Brett Kavanaugh's lengthy concurrence focused almost exclusively on the "text, history, and tradition" test as well. While Kavanaugh, along with the rest of the justices, didn't want to delve into whether 1791 or 1868 (when the Fourteenth Amendment was ratified) is the time period that matters more in determining the tradition of the right to keep and bear arms, he made it clear that post-ratification history must carry some weight. 

In relying on post-ratification history as a proper tool to discern constitutional meaning, Madison and Marshall make for a formidable duo. Moving from distant American history to more recent times, one can add Justice Scalia. Throughout his consequential 30-year tenure on this Court, Justice Scalia repeatedly emphasized that constitutional interpretation must take account of text, pre-ratification history, and post-ratification history—the last of which he often referred to as “tradition.” In his words, when judges interpret vague or broadly worded constitutional text, the “traditions of our people” are “paramount.”

So long as "tradition" isn't used as a substitution or analogue for "legislation" or "jurisprudence", I agree with Kavanaugh up to a point.

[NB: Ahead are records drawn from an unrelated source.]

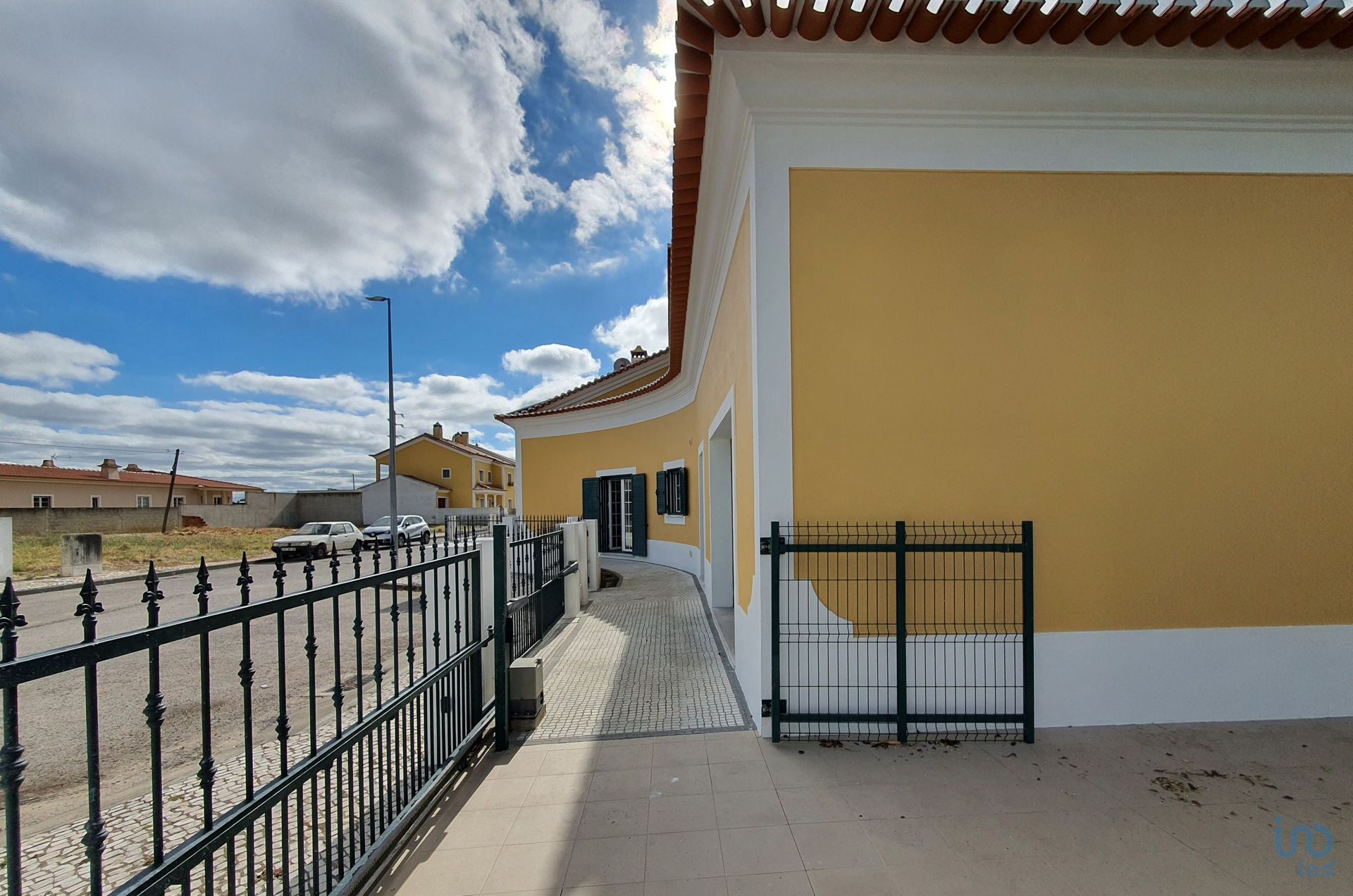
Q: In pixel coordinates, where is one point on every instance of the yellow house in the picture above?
(1085, 267)
(467, 475)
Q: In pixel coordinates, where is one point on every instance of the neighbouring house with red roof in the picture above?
(109, 486)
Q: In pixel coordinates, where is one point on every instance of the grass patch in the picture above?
(39, 555)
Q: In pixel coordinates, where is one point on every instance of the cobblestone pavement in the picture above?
(641, 659)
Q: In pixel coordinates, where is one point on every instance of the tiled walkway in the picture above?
(641, 659)
(1180, 809)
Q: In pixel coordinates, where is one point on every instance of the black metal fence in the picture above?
(961, 595)
(382, 716)
(536, 583)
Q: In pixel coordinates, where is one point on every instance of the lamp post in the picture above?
(390, 359)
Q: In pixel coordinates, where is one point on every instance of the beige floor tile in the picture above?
(854, 881)
(466, 828)
(1148, 875)
(760, 850)
(750, 809)
(609, 860)
(732, 750)
(670, 814)
(729, 777)
(982, 837)
(681, 780)
(507, 793)
(1266, 872)
(441, 872)
(688, 752)
(1022, 876)
(835, 845)
(684, 856)
(558, 788)
(545, 823)
(528, 866)
(694, 887)
(569, 762)
(620, 784)
(815, 804)
(613, 818)
(897, 841)
(626, 754)
(774, 884)
(523, 762)
(607, 890)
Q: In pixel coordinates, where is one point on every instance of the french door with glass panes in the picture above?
(617, 505)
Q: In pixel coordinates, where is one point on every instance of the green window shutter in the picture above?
(592, 499)
(639, 505)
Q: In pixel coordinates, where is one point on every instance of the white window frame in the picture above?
(676, 518)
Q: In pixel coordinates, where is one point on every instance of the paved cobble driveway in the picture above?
(641, 659)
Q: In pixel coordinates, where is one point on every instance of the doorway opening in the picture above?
(616, 523)
(722, 578)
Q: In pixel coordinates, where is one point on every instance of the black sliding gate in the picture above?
(961, 593)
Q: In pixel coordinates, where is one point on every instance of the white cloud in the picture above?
(641, 325)
(551, 361)
(53, 361)
(304, 149)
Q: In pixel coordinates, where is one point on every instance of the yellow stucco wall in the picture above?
(1154, 368)
(555, 466)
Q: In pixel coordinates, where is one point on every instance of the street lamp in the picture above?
(390, 359)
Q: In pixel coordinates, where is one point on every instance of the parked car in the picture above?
(317, 539)
(410, 530)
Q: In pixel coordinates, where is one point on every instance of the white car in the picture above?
(410, 530)
(317, 539)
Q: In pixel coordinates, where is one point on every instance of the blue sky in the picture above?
(187, 228)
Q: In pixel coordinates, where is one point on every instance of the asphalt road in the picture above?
(53, 709)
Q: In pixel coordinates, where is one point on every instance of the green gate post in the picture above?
(774, 633)
(1027, 539)
(500, 637)
(900, 623)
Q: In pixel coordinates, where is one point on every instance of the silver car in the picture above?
(410, 530)
(317, 539)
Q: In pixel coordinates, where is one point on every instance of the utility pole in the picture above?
(173, 474)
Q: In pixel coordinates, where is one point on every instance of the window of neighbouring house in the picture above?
(672, 492)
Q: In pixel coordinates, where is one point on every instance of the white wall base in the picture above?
(679, 556)
(1192, 674)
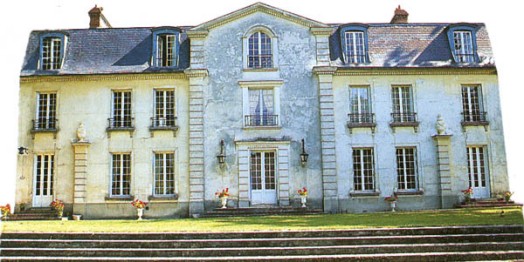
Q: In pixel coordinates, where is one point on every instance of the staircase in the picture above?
(490, 202)
(260, 211)
(408, 244)
(43, 213)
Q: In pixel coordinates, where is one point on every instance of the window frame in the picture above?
(63, 42)
(457, 56)
(403, 172)
(246, 112)
(155, 62)
(355, 28)
(172, 189)
(274, 48)
(361, 171)
(122, 175)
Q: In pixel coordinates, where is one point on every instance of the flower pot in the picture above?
(140, 213)
(393, 205)
(223, 201)
(303, 200)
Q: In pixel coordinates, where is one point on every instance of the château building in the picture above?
(263, 102)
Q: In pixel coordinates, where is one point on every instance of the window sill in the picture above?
(364, 194)
(361, 125)
(418, 192)
(270, 69)
(119, 198)
(169, 198)
(413, 124)
(110, 130)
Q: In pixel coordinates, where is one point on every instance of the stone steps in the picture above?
(407, 244)
(258, 211)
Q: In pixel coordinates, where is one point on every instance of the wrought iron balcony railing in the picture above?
(260, 120)
(45, 125)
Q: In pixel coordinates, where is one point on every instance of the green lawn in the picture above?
(455, 217)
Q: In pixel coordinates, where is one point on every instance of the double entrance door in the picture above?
(263, 177)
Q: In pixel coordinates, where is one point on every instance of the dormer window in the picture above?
(165, 48)
(355, 44)
(463, 44)
(51, 51)
(260, 49)
(260, 54)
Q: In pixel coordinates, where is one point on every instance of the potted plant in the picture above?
(507, 196)
(58, 206)
(467, 195)
(139, 205)
(303, 196)
(392, 200)
(223, 195)
(5, 211)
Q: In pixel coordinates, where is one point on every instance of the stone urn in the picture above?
(140, 213)
(303, 200)
(223, 201)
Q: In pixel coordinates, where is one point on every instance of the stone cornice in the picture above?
(414, 71)
(197, 34)
(104, 77)
(263, 8)
(196, 72)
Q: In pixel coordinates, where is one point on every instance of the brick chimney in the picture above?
(400, 17)
(94, 17)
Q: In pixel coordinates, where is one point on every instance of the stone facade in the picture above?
(307, 91)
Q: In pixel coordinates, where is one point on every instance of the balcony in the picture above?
(474, 119)
(363, 120)
(404, 120)
(261, 120)
(46, 125)
(163, 124)
(118, 124)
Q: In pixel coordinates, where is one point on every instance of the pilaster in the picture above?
(443, 143)
(327, 138)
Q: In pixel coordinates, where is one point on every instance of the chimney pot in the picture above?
(94, 17)
(400, 17)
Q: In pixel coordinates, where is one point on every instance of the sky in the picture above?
(18, 18)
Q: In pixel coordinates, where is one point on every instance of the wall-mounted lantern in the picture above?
(303, 156)
(23, 150)
(222, 156)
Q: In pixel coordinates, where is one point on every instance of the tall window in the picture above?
(476, 166)
(403, 104)
(472, 104)
(363, 169)
(120, 174)
(260, 51)
(355, 48)
(164, 174)
(51, 56)
(44, 172)
(262, 169)
(165, 50)
(463, 46)
(360, 104)
(406, 168)
(164, 108)
(121, 110)
(261, 108)
(45, 112)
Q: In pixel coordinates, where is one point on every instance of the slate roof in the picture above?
(103, 51)
(412, 45)
(128, 50)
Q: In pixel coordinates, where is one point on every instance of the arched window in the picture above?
(260, 54)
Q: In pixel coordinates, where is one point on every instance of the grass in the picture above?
(455, 217)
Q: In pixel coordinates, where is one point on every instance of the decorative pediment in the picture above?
(262, 8)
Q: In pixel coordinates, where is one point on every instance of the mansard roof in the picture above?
(412, 45)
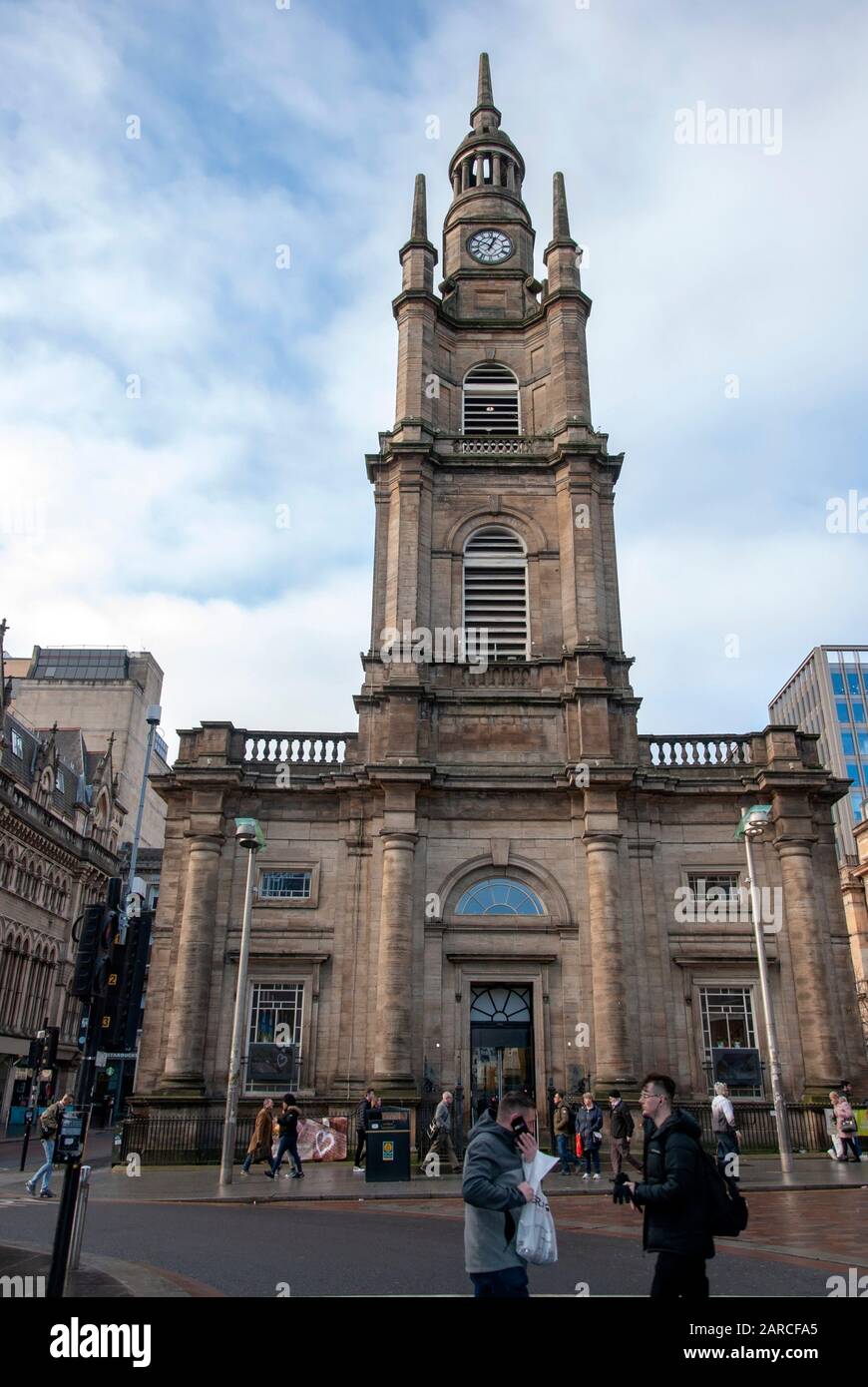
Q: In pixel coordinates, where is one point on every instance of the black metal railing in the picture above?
(163, 1139)
(167, 1139)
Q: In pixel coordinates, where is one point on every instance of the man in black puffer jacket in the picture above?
(672, 1195)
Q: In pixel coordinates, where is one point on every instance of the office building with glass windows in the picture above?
(828, 695)
(493, 879)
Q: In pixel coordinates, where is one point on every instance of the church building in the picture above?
(494, 879)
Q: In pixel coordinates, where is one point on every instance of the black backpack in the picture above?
(725, 1208)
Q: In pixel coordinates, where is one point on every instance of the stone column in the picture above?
(189, 1014)
(393, 1064)
(612, 1062)
(856, 914)
(822, 1064)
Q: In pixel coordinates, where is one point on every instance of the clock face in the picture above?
(490, 247)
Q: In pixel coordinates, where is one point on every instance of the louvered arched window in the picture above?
(495, 594)
(491, 400)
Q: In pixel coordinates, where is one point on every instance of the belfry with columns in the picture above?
(494, 879)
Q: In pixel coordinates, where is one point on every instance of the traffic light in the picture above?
(120, 1021)
(50, 1043)
(95, 942)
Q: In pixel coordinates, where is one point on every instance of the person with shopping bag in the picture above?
(501, 1180)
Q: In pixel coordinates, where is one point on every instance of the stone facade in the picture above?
(102, 707)
(515, 770)
(60, 818)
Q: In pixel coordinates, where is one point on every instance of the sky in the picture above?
(202, 207)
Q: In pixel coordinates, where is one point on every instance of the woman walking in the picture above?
(287, 1123)
(590, 1125)
(259, 1146)
(845, 1125)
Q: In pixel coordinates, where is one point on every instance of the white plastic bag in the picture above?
(536, 1240)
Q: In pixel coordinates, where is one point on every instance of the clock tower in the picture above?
(484, 886)
(494, 502)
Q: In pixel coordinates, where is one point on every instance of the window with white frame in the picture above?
(491, 401)
(495, 594)
(273, 1037)
(718, 895)
(287, 884)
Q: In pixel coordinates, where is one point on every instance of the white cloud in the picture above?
(260, 387)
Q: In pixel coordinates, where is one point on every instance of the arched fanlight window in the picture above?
(495, 594)
(491, 400)
(500, 896)
(501, 1005)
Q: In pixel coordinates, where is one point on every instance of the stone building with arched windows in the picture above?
(495, 879)
(60, 817)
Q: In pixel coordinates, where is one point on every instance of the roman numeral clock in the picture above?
(490, 247)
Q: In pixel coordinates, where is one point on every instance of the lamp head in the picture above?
(248, 834)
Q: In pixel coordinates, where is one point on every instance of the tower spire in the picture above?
(561, 218)
(419, 225)
(484, 116)
(484, 93)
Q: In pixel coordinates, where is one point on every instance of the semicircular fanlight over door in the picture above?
(501, 1005)
(495, 594)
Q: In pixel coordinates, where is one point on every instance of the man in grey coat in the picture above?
(495, 1191)
(441, 1141)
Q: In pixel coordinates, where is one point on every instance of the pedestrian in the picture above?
(846, 1092)
(725, 1131)
(495, 1191)
(565, 1135)
(362, 1119)
(671, 1195)
(590, 1123)
(622, 1131)
(49, 1127)
(441, 1139)
(259, 1146)
(287, 1124)
(845, 1125)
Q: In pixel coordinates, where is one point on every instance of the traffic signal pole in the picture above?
(66, 1213)
(89, 982)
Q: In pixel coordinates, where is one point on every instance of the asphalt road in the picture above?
(358, 1250)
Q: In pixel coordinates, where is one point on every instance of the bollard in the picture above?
(78, 1222)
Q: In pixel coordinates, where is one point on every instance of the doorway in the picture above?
(501, 1043)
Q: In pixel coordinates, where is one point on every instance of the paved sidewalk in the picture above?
(333, 1180)
(96, 1277)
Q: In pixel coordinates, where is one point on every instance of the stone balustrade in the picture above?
(298, 747)
(487, 445)
(700, 750)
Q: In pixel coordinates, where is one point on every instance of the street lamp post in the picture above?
(249, 835)
(751, 827)
(153, 715)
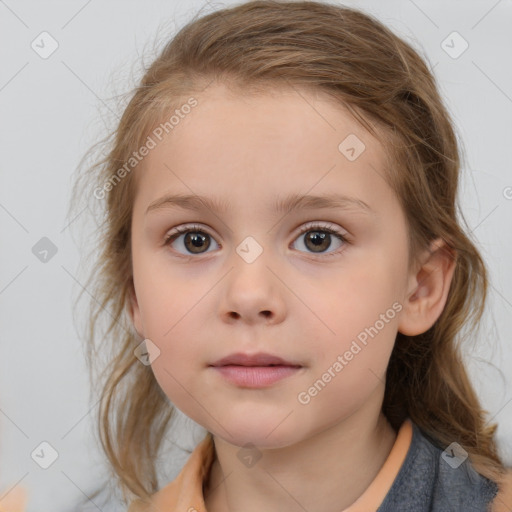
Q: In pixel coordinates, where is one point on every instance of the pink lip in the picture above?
(260, 359)
(254, 371)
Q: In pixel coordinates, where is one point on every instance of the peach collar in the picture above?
(185, 492)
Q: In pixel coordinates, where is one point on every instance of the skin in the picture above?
(301, 305)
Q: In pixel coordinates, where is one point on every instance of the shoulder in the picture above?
(436, 479)
(503, 500)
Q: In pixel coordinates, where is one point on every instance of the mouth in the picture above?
(249, 360)
(255, 371)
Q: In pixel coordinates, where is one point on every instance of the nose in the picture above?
(253, 294)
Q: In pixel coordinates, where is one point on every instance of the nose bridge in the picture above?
(252, 286)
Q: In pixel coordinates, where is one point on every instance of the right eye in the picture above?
(195, 240)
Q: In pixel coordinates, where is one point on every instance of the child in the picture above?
(328, 378)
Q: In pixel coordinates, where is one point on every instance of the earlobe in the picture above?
(429, 289)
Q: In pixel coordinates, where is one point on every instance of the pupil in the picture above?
(196, 239)
(318, 239)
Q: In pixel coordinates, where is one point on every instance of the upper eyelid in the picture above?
(178, 230)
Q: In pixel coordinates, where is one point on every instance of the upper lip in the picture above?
(260, 359)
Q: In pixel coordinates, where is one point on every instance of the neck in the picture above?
(325, 472)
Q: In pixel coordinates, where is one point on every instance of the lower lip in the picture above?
(255, 376)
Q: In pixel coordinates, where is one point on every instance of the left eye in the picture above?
(197, 240)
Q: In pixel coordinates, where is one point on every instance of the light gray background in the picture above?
(51, 113)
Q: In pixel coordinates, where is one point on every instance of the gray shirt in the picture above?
(426, 482)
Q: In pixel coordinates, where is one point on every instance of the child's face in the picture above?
(304, 298)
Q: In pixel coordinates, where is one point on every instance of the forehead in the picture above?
(293, 140)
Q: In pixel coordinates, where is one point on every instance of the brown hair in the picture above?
(360, 63)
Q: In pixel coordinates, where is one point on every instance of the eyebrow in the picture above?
(280, 205)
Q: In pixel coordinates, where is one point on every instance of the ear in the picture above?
(428, 289)
(134, 312)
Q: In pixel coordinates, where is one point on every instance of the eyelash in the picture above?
(308, 227)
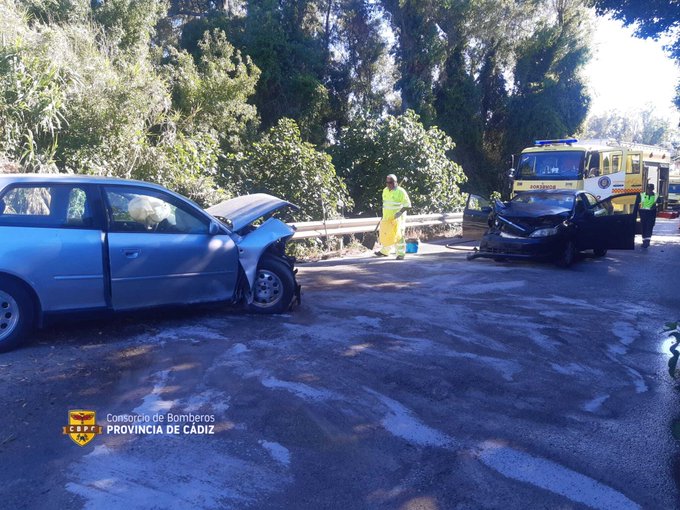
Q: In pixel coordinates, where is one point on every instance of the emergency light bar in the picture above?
(567, 141)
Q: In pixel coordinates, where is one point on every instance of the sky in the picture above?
(627, 73)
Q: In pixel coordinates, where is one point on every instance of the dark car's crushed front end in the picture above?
(525, 231)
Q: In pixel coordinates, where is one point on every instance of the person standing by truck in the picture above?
(393, 223)
(647, 214)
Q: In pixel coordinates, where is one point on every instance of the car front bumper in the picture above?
(495, 245)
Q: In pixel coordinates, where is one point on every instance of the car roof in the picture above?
(552, 192)
(6, 179)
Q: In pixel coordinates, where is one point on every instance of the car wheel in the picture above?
(274, 287)
(568, 255)
(16, 314)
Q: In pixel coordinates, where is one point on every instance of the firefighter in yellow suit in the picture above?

There were a number of state and local gun laws enacted after the Civil War, for example, but many of them were either explicitly or implicitly meant to deprive freedmen from exercising their newfound Second Amendment rights. What should be seen as more in line with the tradition of the Second Amendment; armed citizen groups like the Union League that formed in the Deep South in the wake of the Civil War, or the Black Codes that were enacted with an eye towards disarming members of those groups in many southern states? 

Kavanaugh does squarely reject the idea of going back to an interest-balancing test, declaring that "one major problem with using a balancing approach to determine exceptions to constitutional rights is that it requires highly subjective judicial evaluations of how important a law is—at least unless the balancing test itself incorporates history, in which case judges might as well just continue to rely on history directly." 

As the Court’s decision today notes, Second Amendment jurisprudence is still in the relatively early innings, unlike the First, Fourth, and Sixth Amendments, for example. That is because the Court did not have occasion to recognize the Second Amendment’s individual right until recently. Deciding constitutional cases in a still-developing area of this Court’s jurisprudence can sometimes be difficult. But that is not a permission slip for a judge to let constitutional analysis morph into policy preferences under the guise of a balancing test that churns out the judge’s own policy beliefs.

So what does all this mean? Well, for starters, it's clear that a majority of the Court is unwilling to scrap the "text, history, and tradition" test, even if Barrett left the door open to refine that test going forward. That's good news, but as Justice Clarence Thomas pointedly noted in his dissent, by allowing historical statutes that are materially different in scope and intent to serve as analogues to Section 922(g)(8), the Court has given judges the green light to use highly questionable comparisons to uphold modern gun laws. 

Does that mean that the Supreme Court will always go along with that? Absolutely not. But even going back to Bruen, the Court has made it pretty clear that a historical twin isn't necessary to find a 21st century gun law constitutional. The justices rejected New York's "may issue" carry laws, but found "shall issue" licensing laws presumptively constitutional even though concealed carry permits (or carry permits in general) weren't around in 1791 or 1868. 

If the "text, history, and tradition" test is going to mean anything at all, then the Court needs to quit pussyfooting around the issue of what history is important and what constitutes a tradition of keeping and bearing arms. The 6-3 majority that complained in Bruen about lower courts intentionally ignoring its previous guidance failed to offer any more explicit direction in Rahimi, and instead has come up with an opinion that invites more abuses in the future.